One day, Fred asked me why a certain problem had occurred in the greenhouse: an entire row of houseplants hadn’t been watered properly. I don’t remember why today. And I didn’t know why then, either. But, that’s not what I told Fred when he asked me why the problem occurred. I gave him some BS answer. Fred saw through me right away. He looked at me with an unblinking, hard stare.
“What?” he asked again. I stammered the same screwball (that’s baseball’s “googly” for you cricket fans) answer. He didn’t bother to tell me what the real problem was, to tell me how he knew I was out to lunch because what I’d said just didn’t make sense, to explain to me how the sprinkler system really worked and that’s how he knew my reply didn’t make sense.

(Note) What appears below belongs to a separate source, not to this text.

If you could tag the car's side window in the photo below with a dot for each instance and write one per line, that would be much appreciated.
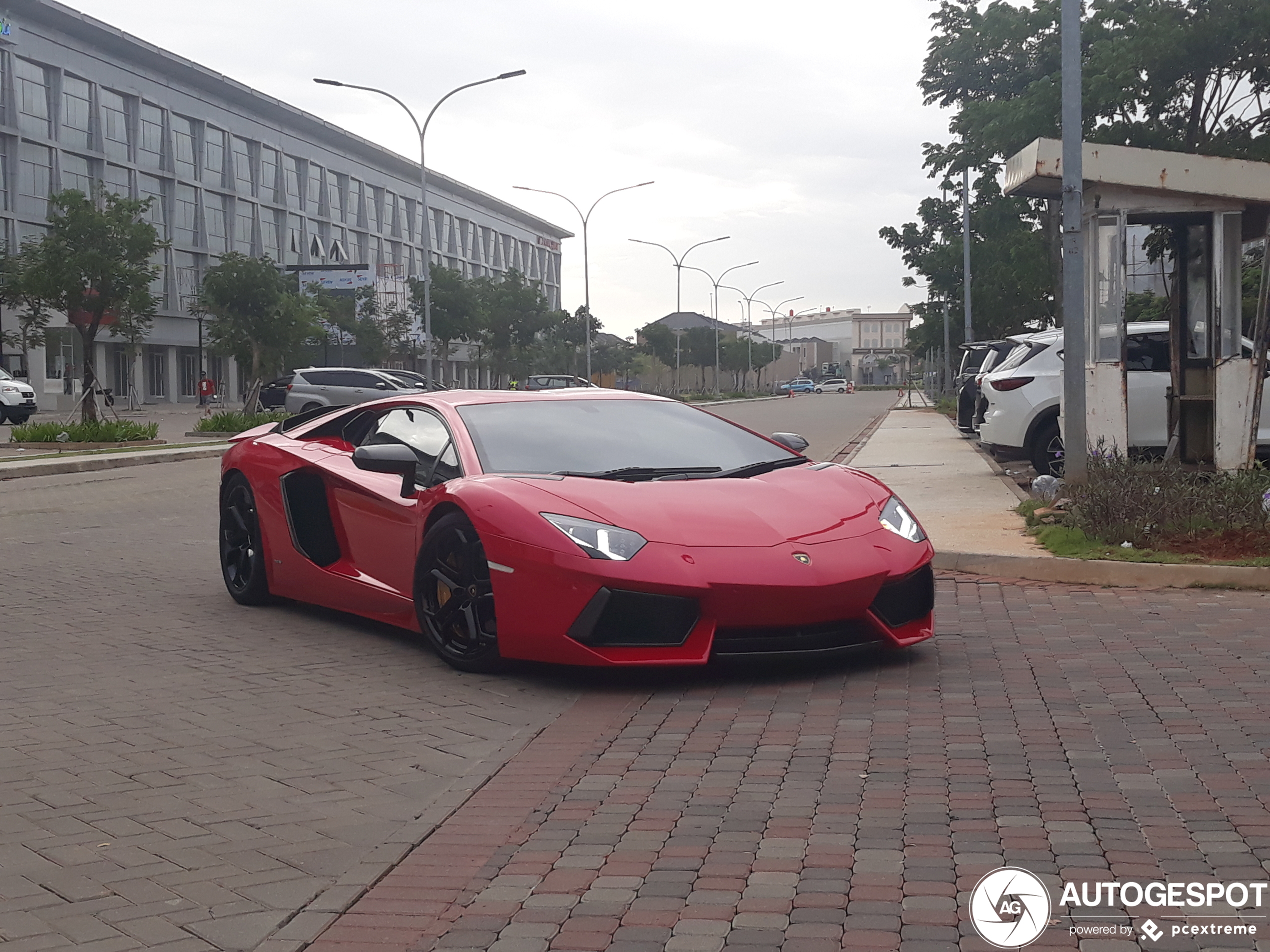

He didn’t even bother to ask me to explain how I arrived at my nonsensical conclusion.
He said, “John, when you don’t know … say you don’t know.” That was my first lean lesson.
As powerful as any I learned a few years later at Toyota, where I saw “I don’t know” actualized as day-to-day practice. Culture even. If you can’t say “I don’t know,” you won’t seek to understand true current conditions, you won’t go to the gemba to look for causes, you won’t call out problems, you won’t solve problems because you won’t even find them. It’s the first step to discovering the need to go to the gemba, performing root cause analysis, avoiding jumping to conclusions, and finding and solving problems. An essential sequence, fundamental to lean thinking.
Back to Dr. Kales’ story. Her learning during the UMich lean healthcare course was a catalyst, but it only reinforced the importance of a lesson she knew all too well. Healthcare – and one of the reasons healthcare desperately needs lean thinking – has a serious “I don’t know” crisis. The work of clinicians carries with it tremendous responsibility. So perhaps it’s natural that, more so than you and me, clinicians sometimes have a hard time with this “I don’t know” thing.
But here’s the thing: discovery can never happen without “I don’t know.” It is the oxygen, the O2 of learning – without it, learning suffocates. It dies. If “I don’t know” is oxygen, a know-it-all attitude is carbon dioxide – no “I don’t know,” no learning. And no learning – no lean.